Calculate the metric data of the dependency between one endpoint and the other endpoint. 
This relation is hard to detect, also depends on tracing lib to propagate the prev endpoint. 
So `EndpointRelation` scope aggregation effects only in service under tracing by SkyWalking native agents, 
including auto instrument agents(like Java, .NET), OpenCensus SkyWalking exporter implementation or others propagate tracing context in SkyWalking spec.

| Name | Remarks | Group Key | Type | 
|---|---|---|---|
| endpointId | Represent the id of the endpoint as parent in the dependency. | yes | int |
| endpoint | Represent the endpoint as parent in the dependency.| | string| 
| childEndpointId | Represent the id of the endpoint being used by the parent endpoint in row(1) | yes | int| 
| childEndpoint| Represent the endpoint being used by the parent endpoint in row(2) | | string |
| rpcLatency | Represent the latency of the RPC from some codes in the endpoint to the childEndpoint. Exclude the latency caused by the endpoint(1) itself.
| status | Represent whether success or fail of the request.| | bool(true for success) |
| responseCode | Represent the response code of HTTP response, if this request is the HTTP call. | | int |
| type | Represent the type of each request. Such as: Database, HTTP, RPC, gRPC. | | enum |
| detectPoint | Represent where is the relation detected.
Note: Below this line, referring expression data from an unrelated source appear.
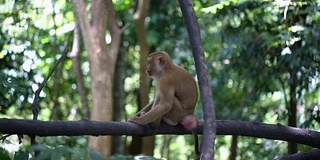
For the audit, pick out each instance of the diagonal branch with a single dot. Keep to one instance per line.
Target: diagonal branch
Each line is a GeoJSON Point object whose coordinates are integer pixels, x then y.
{"type": "Point", "coordinates": [95, 128]}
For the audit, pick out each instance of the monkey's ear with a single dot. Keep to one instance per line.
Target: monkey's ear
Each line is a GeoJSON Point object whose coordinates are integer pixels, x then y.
{"type": "Point", "coordinates": [161, 60]}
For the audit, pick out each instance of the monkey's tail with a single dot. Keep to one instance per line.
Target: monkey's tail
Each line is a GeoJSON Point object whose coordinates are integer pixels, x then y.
{"type": "Point", "coordinates": [196, 145]}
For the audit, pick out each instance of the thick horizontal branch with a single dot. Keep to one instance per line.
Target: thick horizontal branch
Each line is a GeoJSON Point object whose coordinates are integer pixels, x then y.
{"type": "Point", "coordinates": [95, 128]}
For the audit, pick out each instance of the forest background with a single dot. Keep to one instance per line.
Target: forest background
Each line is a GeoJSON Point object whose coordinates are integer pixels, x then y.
{"type": "Point", "coordinates": [263, 59]}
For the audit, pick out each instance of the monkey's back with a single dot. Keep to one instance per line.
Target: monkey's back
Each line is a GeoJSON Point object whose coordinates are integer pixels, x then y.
{"type": "Point", "coordinates": [185, 88]}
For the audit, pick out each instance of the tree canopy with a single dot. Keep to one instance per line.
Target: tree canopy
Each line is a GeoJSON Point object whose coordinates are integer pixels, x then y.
{"type": "Point", "coordinates": [263, 61]}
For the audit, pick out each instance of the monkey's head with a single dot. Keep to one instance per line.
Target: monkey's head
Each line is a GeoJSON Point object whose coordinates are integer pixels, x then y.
{"type": "Point", "coordinates": [158, 62]}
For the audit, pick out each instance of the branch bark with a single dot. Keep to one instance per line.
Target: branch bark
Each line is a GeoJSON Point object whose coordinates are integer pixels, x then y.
{"type": "Point", "coordinates": [98, 128]}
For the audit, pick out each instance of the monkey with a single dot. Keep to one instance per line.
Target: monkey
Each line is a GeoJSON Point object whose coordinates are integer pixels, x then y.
{"type": "Point", "coordinates": [175, 98]}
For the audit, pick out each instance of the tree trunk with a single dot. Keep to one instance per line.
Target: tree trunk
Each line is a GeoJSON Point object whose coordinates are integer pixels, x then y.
{"type": "Point", "coordinates": [102, 62]}
{"type": "Point", "coordinates": [233, 148]}
{"type": "Point", "coordinates": [139, 19]}
{"type": "Point", "coordinates": [118, 100]}
{"type": "Point", "coordinates": [292, 119]}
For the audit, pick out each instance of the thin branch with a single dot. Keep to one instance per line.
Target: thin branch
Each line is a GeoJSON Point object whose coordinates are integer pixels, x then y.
{"type": "Point", "coordinates": [98, 128]}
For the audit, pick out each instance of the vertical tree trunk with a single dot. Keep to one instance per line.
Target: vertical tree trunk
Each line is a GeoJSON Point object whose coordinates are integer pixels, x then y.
{"type": "Point", "coordinates": [139, 18]}
{"type": "Point", "coordinates": [102, 60]}
{"type": "Point", "coordinates": [118, 103]}
{"type": "Point", "coordinates": [292, 119]}
{"type": "Point", "coordinates": [233, 148]}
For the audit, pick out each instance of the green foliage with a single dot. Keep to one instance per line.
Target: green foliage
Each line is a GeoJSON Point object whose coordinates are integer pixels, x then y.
{"type": "Point", "coordinates": [255, 51]}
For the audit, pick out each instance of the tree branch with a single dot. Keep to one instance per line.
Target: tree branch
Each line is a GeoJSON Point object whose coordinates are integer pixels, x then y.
{"type": "Point", "coordinates": [207, 148]}
{"type": "Point", "coordinates": [95, 128]}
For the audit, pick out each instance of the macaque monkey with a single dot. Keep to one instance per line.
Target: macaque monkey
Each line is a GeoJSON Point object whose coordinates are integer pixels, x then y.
{"type": "Point", "coordinates": [175, 98]}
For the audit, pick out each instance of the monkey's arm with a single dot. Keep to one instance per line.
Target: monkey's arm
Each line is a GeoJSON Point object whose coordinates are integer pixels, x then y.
{"type": "Point", "coordinates": [144, 109]}
{"type": "Point", "coordinates": [166, 97]}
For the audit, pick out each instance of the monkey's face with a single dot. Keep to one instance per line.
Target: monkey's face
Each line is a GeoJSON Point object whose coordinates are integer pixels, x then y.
{"type": "Point", "coordinates": [153, 68]}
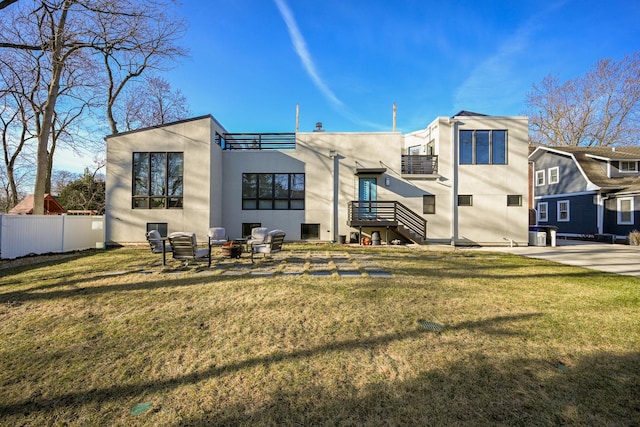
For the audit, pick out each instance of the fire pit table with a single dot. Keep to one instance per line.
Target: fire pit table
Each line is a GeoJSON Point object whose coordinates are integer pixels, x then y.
{"type": "Point", "coordinates": [232, 249]}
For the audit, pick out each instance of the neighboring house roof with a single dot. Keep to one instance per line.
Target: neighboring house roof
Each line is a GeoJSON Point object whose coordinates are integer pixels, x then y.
{"type": "Point", "coordinates": [25, 207]}
{"type": "Point", "coordinates": [590, 161]}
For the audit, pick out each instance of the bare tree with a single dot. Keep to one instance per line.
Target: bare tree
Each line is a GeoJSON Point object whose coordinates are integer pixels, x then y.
{"type": "Point", "coordinates": [63, 30]}
{"type": "Point", "coordinates": [601, 108]}
{"type": "Point", "coordinates": [152, 103]}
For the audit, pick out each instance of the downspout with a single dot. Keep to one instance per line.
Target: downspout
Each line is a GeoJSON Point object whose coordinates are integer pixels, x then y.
{"type": "Point", "coordinates": [333, 155]}
{"type": "Point", "coordinates": [454, 187]}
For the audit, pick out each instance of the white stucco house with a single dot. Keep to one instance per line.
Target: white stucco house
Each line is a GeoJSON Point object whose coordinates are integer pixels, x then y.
{"type": "Point", "coordinates": [462, 180]}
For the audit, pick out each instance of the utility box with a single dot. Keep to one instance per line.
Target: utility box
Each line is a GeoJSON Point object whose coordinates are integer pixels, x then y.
{"type": "Point", "coordinates": [537, 238]}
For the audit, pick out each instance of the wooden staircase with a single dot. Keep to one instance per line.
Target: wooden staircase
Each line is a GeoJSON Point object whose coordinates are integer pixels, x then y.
{"type": "Point", "coordinates": [391, 215]}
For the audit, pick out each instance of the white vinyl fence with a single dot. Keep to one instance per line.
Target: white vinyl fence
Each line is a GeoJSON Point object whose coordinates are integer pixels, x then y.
{"type": "Point", "coordinates": [22, 235]}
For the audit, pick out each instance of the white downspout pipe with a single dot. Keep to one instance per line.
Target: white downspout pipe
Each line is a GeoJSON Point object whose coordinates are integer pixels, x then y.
{"type": "Point", "coordinates": [454, 187]}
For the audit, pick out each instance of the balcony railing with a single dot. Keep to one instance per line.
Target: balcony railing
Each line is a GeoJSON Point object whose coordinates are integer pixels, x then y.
{"type": "Point", "coordinates": [257, 141]}
{"type": "Point", "coordinates": [419, 164]}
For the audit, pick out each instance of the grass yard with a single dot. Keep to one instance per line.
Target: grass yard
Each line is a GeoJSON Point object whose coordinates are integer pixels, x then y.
{"type": "Point", "coordinates": [454, 337]}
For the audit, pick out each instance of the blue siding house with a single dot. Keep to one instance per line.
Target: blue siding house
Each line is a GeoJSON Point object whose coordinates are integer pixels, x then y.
{"type": "Point", "coordinates": [587, 191]}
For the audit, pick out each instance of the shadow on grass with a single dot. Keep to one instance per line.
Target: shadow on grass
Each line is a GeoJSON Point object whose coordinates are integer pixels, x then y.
{"type": "Point", "coordinates": [477, 392]}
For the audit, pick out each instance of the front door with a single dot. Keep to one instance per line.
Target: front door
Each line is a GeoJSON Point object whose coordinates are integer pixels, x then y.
{"type": "Point", "coordinates": [367, 193]}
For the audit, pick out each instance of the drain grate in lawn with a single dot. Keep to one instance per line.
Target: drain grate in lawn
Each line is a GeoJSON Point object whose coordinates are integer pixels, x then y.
{"type": "Point", "coordinates": [431, 326]}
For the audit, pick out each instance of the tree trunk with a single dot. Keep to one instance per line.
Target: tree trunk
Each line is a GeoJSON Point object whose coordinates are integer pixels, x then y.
{"type": "Point", "coordinates": [47, 118]}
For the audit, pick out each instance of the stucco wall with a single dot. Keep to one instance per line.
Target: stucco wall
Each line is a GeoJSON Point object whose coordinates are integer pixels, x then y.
{"type": "Point", "coordinates": [194, 139]}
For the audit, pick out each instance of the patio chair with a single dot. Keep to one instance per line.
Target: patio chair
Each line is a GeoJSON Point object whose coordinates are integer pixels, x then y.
{"type": "Point", "coordinates": [217, 236]}
{"type": "Point", "coordinates": [185, 248]}
{"type": "Point", "coordinates": [155, 242]}
{"type": "Point", "coordinates": [258, 235]}
{"type": "Point", "coordinates": [272, 244]}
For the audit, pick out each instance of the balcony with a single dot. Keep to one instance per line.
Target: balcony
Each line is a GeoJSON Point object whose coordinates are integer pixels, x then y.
{"type": "Point", "coordinates": [419, 164]}
{"type": "Point", "coordinates": [257, 141]}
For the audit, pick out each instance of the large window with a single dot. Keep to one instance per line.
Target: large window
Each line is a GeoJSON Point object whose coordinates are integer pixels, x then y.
{"type": "Point", "coordinates": [563, 211]}
{"type": "Point", "coordinates": [309, 231]}
{"type": "Point", "coordinates": [465, 200]}
{"type": "Point", "coordinates": [625, 211]}
{"type": "Point", "coordinates": [274, 191]}
{"type": "Point", "coordinates": [627, 166]}
{"type": "Point", "coordinates": [157, 180]}
{"type": "Point", "coordinates": [429, 204]}
{"type": "Point", "coordinates": [543, 212]}
{"type": "Point", "coordinates": [483, 147]}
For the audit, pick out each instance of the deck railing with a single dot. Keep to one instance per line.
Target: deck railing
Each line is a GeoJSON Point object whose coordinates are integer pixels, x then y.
{"type": "Point", "coordinates": [257, 141]}
{"type": "Point", "coordinates": [419, 164]}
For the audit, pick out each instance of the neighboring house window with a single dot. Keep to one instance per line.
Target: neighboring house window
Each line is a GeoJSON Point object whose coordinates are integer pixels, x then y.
{"type": "Point", "coordinates": [483, 147]}
{"type": "Point", "coordinates": [248, 226]}
{"type": "Point", "coordinates": [514, 200]}
{"type": "Point", "coordinates": [563, 210]}
{"type": "Point", "coordinates": [625, 211]}
{"type": "Point", "coordinates": [628, 166]}
{"type": "Point", "coordinates": [157, 180]}
{"type": "Point", "coordinates": [554, 175]}
{"type": "Point", "coordinates": [310, 231]}
{"type": "Point", "coordinates": [428, 204]}
{"type": "Point", "coordinates": [543, 212]}
{"type": "Point", "coordinates": [273, 191]}
{"type": "Point", "coordinates": [465, 200]}
{"type": "Point", "coordinates": [160, 226]}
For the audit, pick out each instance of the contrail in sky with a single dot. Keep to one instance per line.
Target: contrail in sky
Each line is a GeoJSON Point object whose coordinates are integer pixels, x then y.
{"type": "Point", "coordinates": [302, 51]}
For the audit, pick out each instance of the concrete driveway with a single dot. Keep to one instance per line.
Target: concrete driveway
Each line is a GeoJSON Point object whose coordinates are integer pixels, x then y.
{"type": "Point", "coordinates": [619, 259]}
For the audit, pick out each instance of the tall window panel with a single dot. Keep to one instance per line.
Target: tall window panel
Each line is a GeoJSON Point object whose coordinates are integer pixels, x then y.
{"type": "Point", "coordinates": [273, 191]}
{"type": "Point", "coordinates": [157, 180]}
{"type": "Point", "coordinates": [483, 147]}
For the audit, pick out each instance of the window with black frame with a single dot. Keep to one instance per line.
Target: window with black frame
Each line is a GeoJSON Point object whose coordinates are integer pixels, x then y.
{"type": "Point", "coordinates": [157, 180]}
{"type": "Point", "coordinates": [483, 147]}
{"type": "Point", "coordinates": [272, 191]}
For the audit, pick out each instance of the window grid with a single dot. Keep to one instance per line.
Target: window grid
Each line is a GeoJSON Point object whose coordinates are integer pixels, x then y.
{"type": "Point", "coordinates": [429, 204]}
{"type": "Point", "coordinates": [483, 147]}
{"type": "Point", "coordinates": [625, 210]}
{"type": "Point", "coordinates": [563, 211]}
{"type": "Point", "coordinates": [157, 180]}
{"type": "Point", "coordinates": [543, 212]}
{"type": "Point", "coordinates": [273, 191]}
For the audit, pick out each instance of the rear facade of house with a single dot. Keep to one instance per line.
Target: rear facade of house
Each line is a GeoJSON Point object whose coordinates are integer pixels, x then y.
{"type": "Point", "coordinates": [462, 180]}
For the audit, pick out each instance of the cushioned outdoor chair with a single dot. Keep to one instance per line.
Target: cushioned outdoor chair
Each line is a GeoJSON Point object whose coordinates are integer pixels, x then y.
{"type": "Point", "coordinates": [155, 242]}
{"type": "Point", "coordinates": [217, 236]}
{"type": "Point", "coordinates": [272, 244]}
{"type": "Point", "coordinates": [258, 235]}
{"type": "Point", "coordinates": [185, 248]}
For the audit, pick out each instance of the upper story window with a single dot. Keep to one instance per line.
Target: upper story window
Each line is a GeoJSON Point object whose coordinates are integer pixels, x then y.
{"type": "Point", "coordinates": [273, 191]}
{"type": "Point", "coordinates": [625, 210]}
{"type": "Point", "coordinates": [483, 147]}
{"type": "Point", "coordinates": [157, 180]}
{"type": "Point", "coordinates": [626, 166]}
{"type": "Point", "coordinates": [543, 212]}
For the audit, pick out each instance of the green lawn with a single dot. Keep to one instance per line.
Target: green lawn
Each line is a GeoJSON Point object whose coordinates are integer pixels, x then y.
{"type": "Point", "coordinates": [85, 339]}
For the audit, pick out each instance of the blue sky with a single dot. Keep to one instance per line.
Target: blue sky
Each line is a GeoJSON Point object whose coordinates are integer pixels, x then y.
{"type": "Point", "coordinates": [345, 62]}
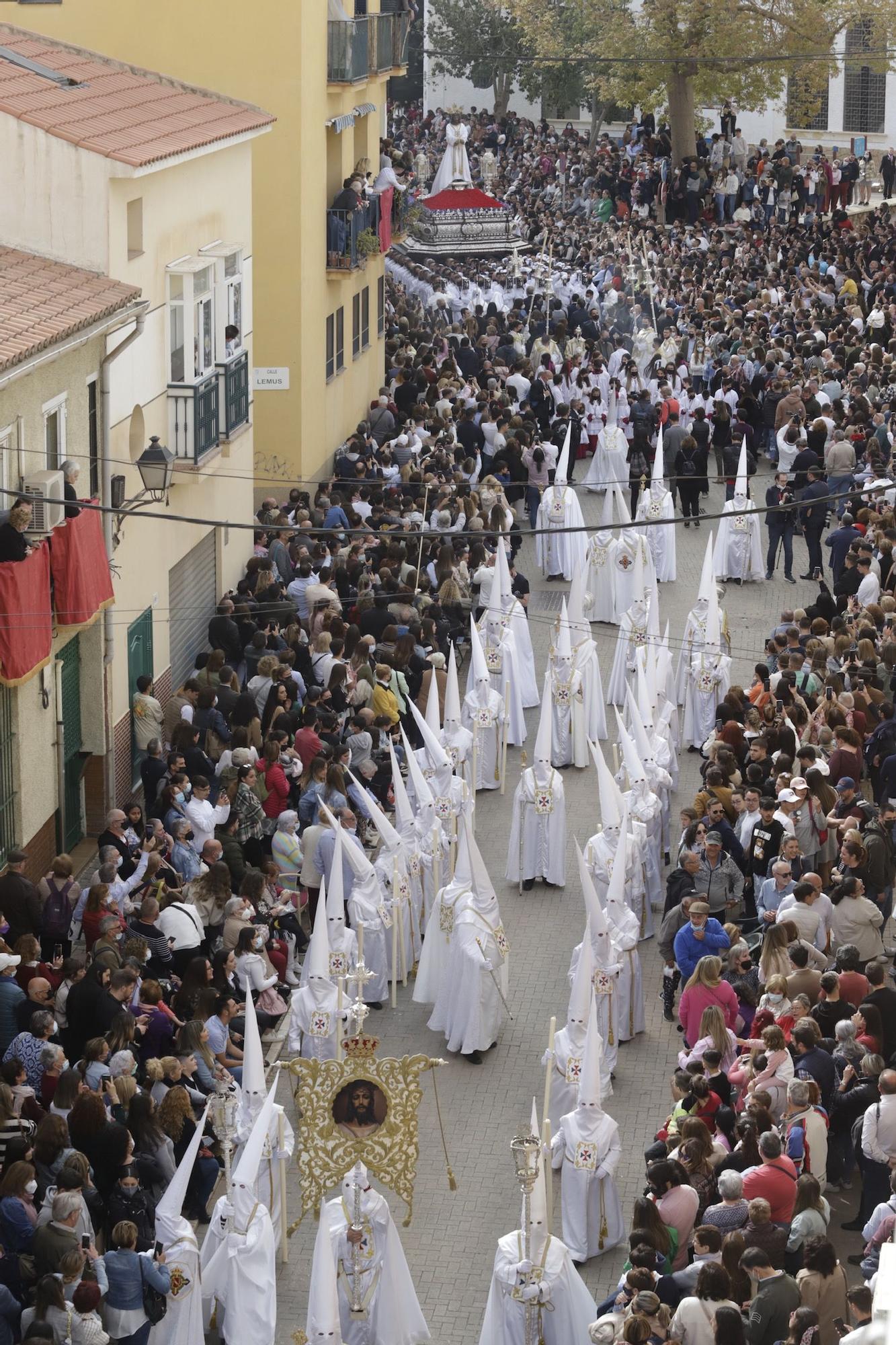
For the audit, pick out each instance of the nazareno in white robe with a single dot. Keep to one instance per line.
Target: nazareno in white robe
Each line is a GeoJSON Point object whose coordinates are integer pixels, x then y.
{"type": "Point", "coordinates": [483, 715]}
{"type": "Point", "coordinates": [739, 545]}
{"type": "Point", "coordinates": [572, 1307]}
{"type": "Point", "coordinates": [587, 1149]}
{"type": "Point", "coordinates": [540, 818]}
{"type": "Point", "coordinates": [557, 552]}
{"type": "Point", "coordinates": [385, 1284]}
{"type": "Point", "coordinates": [661, 537]}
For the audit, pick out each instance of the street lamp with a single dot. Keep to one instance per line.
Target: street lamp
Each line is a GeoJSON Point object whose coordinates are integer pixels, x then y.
{"type": "Point", "coordinates": [157, 470]}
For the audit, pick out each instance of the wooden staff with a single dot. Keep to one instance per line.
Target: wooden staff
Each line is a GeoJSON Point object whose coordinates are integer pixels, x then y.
{"type": "Point", "coordinates": [503, 750]}
{"type": "Point", "coordinates": [421, 537]}
{"type": "Point", "coordinates": [282, 1148]}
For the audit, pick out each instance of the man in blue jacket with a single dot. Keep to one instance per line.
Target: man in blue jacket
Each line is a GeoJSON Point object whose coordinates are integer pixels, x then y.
{"type": "Point", "coordinates": [700, 938]}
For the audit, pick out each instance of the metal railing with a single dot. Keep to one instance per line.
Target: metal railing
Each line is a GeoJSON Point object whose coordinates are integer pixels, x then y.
{"type": "Point", "coordinates": [193, 419]}
{"type": "Point", "coordinates": [233, 392]}
{"type": "Point", "coordinates": [369, 45]}
{"type": "Point", "coordinates": [343, 229]}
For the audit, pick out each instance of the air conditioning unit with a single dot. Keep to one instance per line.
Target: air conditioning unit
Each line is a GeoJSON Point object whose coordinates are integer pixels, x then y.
{"type": "Point", "coordinates": [46, 492]}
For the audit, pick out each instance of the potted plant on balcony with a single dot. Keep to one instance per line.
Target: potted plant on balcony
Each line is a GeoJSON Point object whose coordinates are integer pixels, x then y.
{"type": "Point", "coordinates": [368, 244]}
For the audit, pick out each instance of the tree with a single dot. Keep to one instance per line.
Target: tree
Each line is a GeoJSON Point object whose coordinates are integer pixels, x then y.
{"type": "Point", "coordinates": [680, 56]}
{"type": "Point", "coordinates": [479, 41]}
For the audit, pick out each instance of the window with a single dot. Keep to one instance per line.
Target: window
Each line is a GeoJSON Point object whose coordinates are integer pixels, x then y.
{"type": "Point", "coordinates": [864, 89]}
{"type": "Point", "coordinates": [135, 228]}
{"type": "Point", "coordinates": [365, 318]}
{"type": "Point", "coordinates": [93, 439]}
{"type": "Point", "coordinates": [7, 778]}
{"type": "Point", "coordinates": [807, 103]}
{"type": "Point", "coordinates": [331, 337]}
{"type": "Point", "coordinates": [177, 328]}
{"type": "Point", "coordinates": [54, 432]}
{"type": "Point", "coordinates": [205, 325]}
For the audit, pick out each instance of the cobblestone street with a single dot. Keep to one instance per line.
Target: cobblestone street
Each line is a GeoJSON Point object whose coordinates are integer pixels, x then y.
{"type": "Point", "coordinates": [451, 1242]}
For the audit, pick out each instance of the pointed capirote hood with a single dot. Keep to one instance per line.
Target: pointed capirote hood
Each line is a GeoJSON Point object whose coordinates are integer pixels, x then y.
{"type": "Point", "coordinates": [600, 948]}
{"type": "Point", "coordinates": [432, 705]}
{"type": "Point", "coordinates": [657, 474]}
{"type": "Point", "coordinates": [608, 792]}
{"type": "Point", "coordinates": [404, 813]}
{"type": "Point", "coordinates": [616, 886]}
{"type": "Point", "coordinates": [502, 575]}
{"type": "Point", "coordinates": [740, 481]}
{"type": "Point", "coordinates": [591, 1062]}
{"type": "Point", "coordinates": [706, 575]}
{"type": "Point", "coordinates": [335, 892]}
{"type": "Point", "coordinates": [612, 408]}
{"type": "Point", "coordinates": [384, 827]}
{"type": "Point", "coordinates": [245, 1175]}
{"type": "Point", "coordinates": [581, 988]}
{"type": "Point", "coordinates": [255, 1086]}
{"type": "Point", "coordinates": [544, 739]}
{"type": "Point", "coordinates": [561, 471]}
{"type": "Point", "coordinates": [436, 754]}
{"type": "Point", "coordinates": [318, 953]}
{"type": "Point", "coordinates": [638, 734]}
{"type": "Point", "coordinates": [633, 763]}
{"type": "Point", "coordinates": [563, 649]}
{"type": "Point", "coordinates": [538, 1199]}
{"type": "Point", "coordinates": [713, 623]}
{"type": "Point", "coordinates": [170, 1223]}
{"type": "Point", "coordinates": [423, 793]}
{"type": "Point", "coordinates": [452, 689]}
{"type": "Point", "coordinates": [477, 654]}
{"type": "Point", "coordinates": [322, 1324]}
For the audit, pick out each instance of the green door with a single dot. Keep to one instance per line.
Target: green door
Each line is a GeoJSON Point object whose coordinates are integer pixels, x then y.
{"type": "Point", "coordinates": [73, 827]}
{"type": "Point", "coordinates": [139, 665]}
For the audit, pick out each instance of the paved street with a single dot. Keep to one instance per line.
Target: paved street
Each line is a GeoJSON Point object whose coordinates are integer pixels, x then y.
{"type": "Point", "coordinates": [451, 1242]}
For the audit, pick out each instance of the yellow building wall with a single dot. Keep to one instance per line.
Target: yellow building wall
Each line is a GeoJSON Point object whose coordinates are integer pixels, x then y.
{"type": "Point", "coordinates": [280, 64]}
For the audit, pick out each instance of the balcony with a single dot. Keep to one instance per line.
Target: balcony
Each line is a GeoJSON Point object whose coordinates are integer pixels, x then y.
{"type": "Point", "coordinates": [233, 393]}
{"type": "Point", "coordinates": [193, 419]}
{"type": "Point", "coordinates": [343, 232]}
{"type": "Point", "coordinates": [370, 45]}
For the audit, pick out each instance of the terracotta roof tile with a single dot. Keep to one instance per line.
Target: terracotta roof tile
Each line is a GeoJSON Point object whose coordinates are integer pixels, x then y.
{"type": "Point", "coordinates": [42, 302]}
{"type": "Point", "coordinates": [114, 110]}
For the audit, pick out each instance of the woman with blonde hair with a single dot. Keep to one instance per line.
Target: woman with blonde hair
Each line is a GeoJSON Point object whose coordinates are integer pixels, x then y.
{"type": "Point", "coordinates": [713, 1036]}
{"type": "Point", "coordinates": [705, 989]}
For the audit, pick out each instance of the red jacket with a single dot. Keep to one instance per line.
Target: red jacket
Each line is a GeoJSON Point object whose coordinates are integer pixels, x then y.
{"type": "Point", "coordinates": [278, 798]}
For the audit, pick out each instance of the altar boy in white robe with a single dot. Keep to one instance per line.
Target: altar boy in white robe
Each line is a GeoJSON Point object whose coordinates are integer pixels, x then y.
{"type": "Point", "coordinates": [538, 827]}
{"type": "Point", "coordinates": [391, 1308]}
{"type": "Point", "coordinates": [560, 553]}
{"type": "Point", "coordinates": [587, 1149]}
{"type": "Point", "coordinates": [542, 1285]}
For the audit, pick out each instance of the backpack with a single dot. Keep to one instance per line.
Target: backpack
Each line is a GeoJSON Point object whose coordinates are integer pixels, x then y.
{"type": "Point", "coordinates": [57, 911]}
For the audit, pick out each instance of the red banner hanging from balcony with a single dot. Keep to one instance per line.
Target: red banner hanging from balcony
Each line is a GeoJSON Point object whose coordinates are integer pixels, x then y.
{"type": "Point", "coordinates": [385, 220]}
{"type": "Point", "coordinates": [26, 618]}
{"type": "Point", "coordinates": [81, 579]}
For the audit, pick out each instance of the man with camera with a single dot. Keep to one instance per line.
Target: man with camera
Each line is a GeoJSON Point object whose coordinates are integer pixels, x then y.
{"type": "Point", "coordinates": [779, 500]}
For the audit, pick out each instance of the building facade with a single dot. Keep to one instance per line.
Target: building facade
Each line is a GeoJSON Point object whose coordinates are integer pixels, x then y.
{"type": "Point", "coordinates": [139, 178]}
{"type": "Point", "coordinates": [322, 69]}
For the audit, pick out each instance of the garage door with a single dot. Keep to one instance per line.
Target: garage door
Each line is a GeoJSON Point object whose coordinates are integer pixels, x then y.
{"type": "Point", "coordinates": [193, 595]}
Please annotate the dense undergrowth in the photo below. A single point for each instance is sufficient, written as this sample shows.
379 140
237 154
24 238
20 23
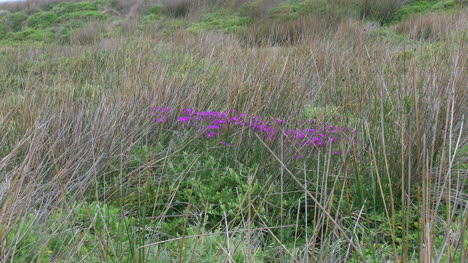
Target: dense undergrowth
233 131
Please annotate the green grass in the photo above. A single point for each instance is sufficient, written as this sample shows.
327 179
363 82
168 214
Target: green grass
222 21
87 176
54 23
419 7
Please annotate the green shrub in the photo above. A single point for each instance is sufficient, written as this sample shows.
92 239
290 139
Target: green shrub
81 16
31 34
420 6
287 10
13 22
41 19
63 8
221 21
177 8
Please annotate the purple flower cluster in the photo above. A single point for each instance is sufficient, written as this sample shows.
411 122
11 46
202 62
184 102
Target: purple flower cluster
211 124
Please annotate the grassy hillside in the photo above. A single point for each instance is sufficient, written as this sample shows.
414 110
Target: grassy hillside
233 131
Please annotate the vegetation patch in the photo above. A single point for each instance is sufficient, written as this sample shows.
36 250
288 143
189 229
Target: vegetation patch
418 7
221 21
55 22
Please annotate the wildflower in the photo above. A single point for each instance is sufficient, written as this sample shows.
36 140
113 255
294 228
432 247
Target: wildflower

Values: client, server, proxy. | yes | enum|

## Filter
Use filter to build the conditions for the value of fields, by using field name and expression. 

The expressions support to link by `and`, `or` and `(...)`. 
The OPs support `=`, `!=`, `>`, `<`, `in (v1, v2, ...`, `like "%..."`, with type detection based of field type. Trigger compile
 or code generation error if incompatible. 

## Aggregation Function
The default functions are provided by SkyWalking OAP core, and could implement more. 

Provided functions
- `avg()`. The average value. The field type must be number.
- `p99()`. The 99% of the given values should be greater or equal. The field type must be number.
- `p90()`. The 90% of the given values should be greater or equal. The field type must be number.
- `p75()`. The 75% of the given values should be greater or equal. The field type must be number.
- `p50()`. The 75% of the given values should be greater or equal. The field type must be number.
- `percent()`. The percentage of selected by filter in the whole given data. No type requirement.
- `histogram(start, step)`. Group the given value by the given step, begin with the start value.
- `sum()`. The sum number of selected by filter. No type requirement.

## Metric name
The metric name for storage implementor, alarm and query modules. The type inference supported by core.

## Group
All metric data will be grouped by Scope.ID and min-level TimeBucket. 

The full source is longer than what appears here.